We may be witnessing here a last great death
convulsion of the rational market paradigm, for the rational market economists
have no workable solution, but probably not.
They will continue to bleed the patient until he is either cured or dead,
for rational market economics offers no other alternatives. Bleeding as a cure, by the way, was how the doctors
of George Washington managed to make him die because of a case of
pleurisy. Paradigm changes, though, are
slow in coming, so the bleeding goes on.
Meanwhile, the really rational among us are saying, “Wait a minute,
bleeding an economy to death, and its people and culture along with it, in
order to cure it, makes no sense. There
has to be a better way.” Which brings us
back to the United States.
The bleeders have been busily at work for the past
year here in the U.S. also. They started
by rejecting Keynesian economics out of hand as a cure for recession, reasoning
that it wouldn’t work (though it had in the 1930’s and hadn’t been tried yet
now.) The only solution was to cut taxes
by cutting government programs, all in the name of reducing the deficit. Programs to increase jobs, thereby raising
consumer spending, were declared impractical.
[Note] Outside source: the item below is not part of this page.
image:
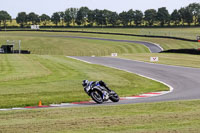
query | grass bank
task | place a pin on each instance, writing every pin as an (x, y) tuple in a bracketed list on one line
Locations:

Then when no improvement in the patient occurred, they called for deeper
cuts, and so the Greek disease continues.
The possibility that the patient needs a transfusion rather than a
bleeding is beyond their comprehension.
It goes back to a comment I made in a post about
George Will, that he was counting only costs, not values, and that doing so was
like measuring the value of World War II only by the cost of munitions. For democracy
does cost. Not every dollar will be
spent for your personal benefit, some will be wasted by sheer human foolishness
and cupidity, and some spent for your benefit will be challenged by others. But
the value of democracy goes far beyond the dollars spent on it. What a healthy democracy does is to
make up through public programs for the flaws in the private economy. And there are many. Without those market interventions via the public sector capitalism becomes the enemy and oppressor, not the ally of democracy. And democracies rise up against oppressors.
In economic terms the bleeders are seeing money
only as a store of value, and have lost sight of it as a medium of
exchange. They need to raise their eyes
to the sight of the country that is their home as it could and should become, with a healthy, employed
citizenry sharing together the fruits of democracy, work together with others
to determine ways to get there, and to calculate the monetary costs of achieving
that vision. Creating jobs, curing the
sick, attacking global climate change, ensuring a healthy food supply, all may
require more, not less, funding. But
those things, not minimizing taxes and maximizing loopholes, are the true tasks of
America. All the private wealth in the world will not be enough if in the process one's country is lost.